The mellow lead-in here really causes the listener to drop his guard, because it cuts loose with the heaviest and most raging metal track on the album. Schwadorf’s more “croaking” black metal vocals take over here, telling the tormented story of a man buried alive. It’s based on the classic Poe tale. Even amidst the crunchy riffing, keyboards still add layers of atmosphere.

Chapter 6: Mother of Toads

A haunting harp plays a spooky chord, and a whisper asks us to “come hither, come hither”. Then a wall of blasting black metal comes roaring in … yet still that sultry harp can be heard. Layers of keyboards give a huge, majestic sheen to the song. This is based on a grotesque tale from Clark Ashton Smith about a female toad god that seduces men to their death.

Chapter 7: The Graveyard by Nyght in a Thunderstorm

An instrumental interlude that sounds exactly like what its title promises. Heavy guitar, ringing church bells, raging thunder and gloomy organ add to the funereal vibe.

Chapter 8: The Undying One

This is more oppressive doomy metal with a kind of stalking feel to it. Dual harmony vocals add a unique touch. I actually wanted this to last longer.

Chapter 9: Evil Dreams Run Deep

This starts with a prolonged mellow section like a funeral lament, with languorous clean vocals. Then it gets heavy with a horrendous growl and goes into a mid-paced heavy crunch. There’s a lot of veering between heavy and low-key sections. Probably my least favorite tune here, it still has The Vision Bleak’s trademarks to spare.

Chapter 10: The Witch with Eyes of Amber

This starts with deep synth tones like something from an Italian giallo before kicking in with a muscular metal riff.

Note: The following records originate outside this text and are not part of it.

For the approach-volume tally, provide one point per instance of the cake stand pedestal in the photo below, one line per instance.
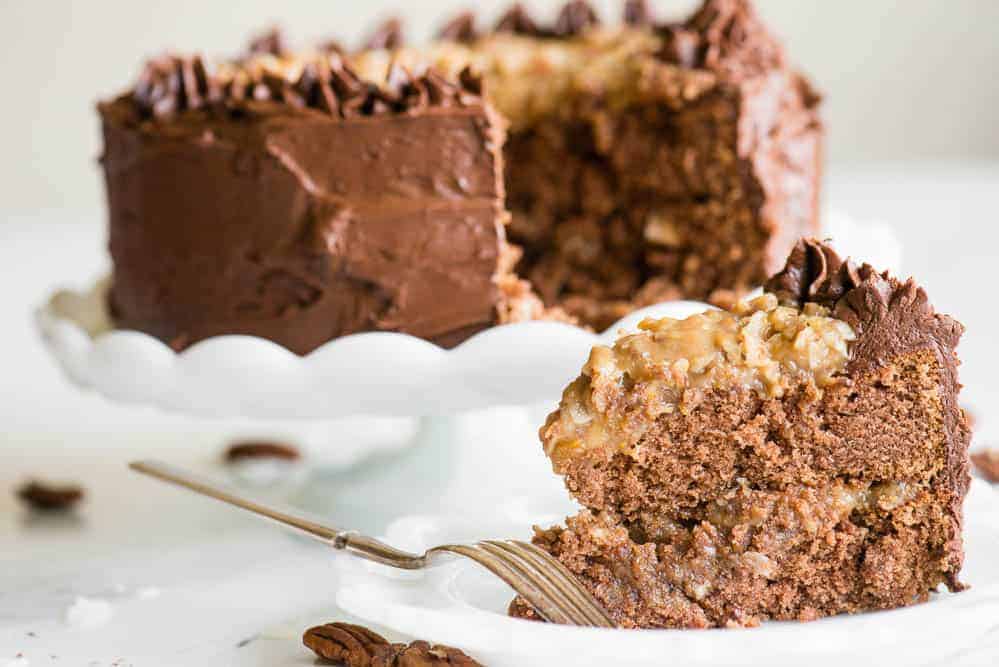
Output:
(456, 449)
(432, 440)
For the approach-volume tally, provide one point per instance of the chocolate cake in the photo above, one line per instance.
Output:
(801, 456)
(302, 196)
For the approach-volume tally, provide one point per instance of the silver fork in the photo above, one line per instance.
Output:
(535, 575)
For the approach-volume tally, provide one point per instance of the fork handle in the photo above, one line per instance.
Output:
(344, 540)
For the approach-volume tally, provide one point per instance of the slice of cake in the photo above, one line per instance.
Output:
(302, 196)
(801, 456)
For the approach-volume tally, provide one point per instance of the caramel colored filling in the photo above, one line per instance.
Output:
(528, 78)
(762, 346)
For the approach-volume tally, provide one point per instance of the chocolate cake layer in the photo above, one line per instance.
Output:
(645, 162)
(301, 224)
(801, 457)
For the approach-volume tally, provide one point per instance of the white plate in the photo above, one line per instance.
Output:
(460, 604)
(370, 373)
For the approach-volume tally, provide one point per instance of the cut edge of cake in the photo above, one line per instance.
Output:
(807, 458)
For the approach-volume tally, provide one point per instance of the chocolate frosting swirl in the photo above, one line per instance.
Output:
(171, 84)
(890, 318)
(734, 40)
(175, 84)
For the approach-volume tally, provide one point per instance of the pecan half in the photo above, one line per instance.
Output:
(423, 654)
(357, 646)
(257, 450)
(346, 644)
(48, 497)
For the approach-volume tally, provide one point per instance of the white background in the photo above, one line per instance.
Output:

Konstanz’s crooning has an almost sing-song quality to it as it tells the story of a beguiling witch.

Chapter 11: Canticle

This chapter totally kicks ass with some of the fiercest, heaviest riffing on the album. Yet it retains all the ethereal qualities of The Vision Bleak, including great use of bells and a fantastic catchy chorus. This is the band at their absolute best.

Chapter 12: To Drink from Lethe

Gentle acoustic guitar starts this final chapter. When the metal starts, it’s somber death-doom in the vein of My Dying Bride, with slow riffs and weeping, syrupy keyboards that drip with sadness.  It provides a solemn ending to an epic album exploring the misty byways of classic horror.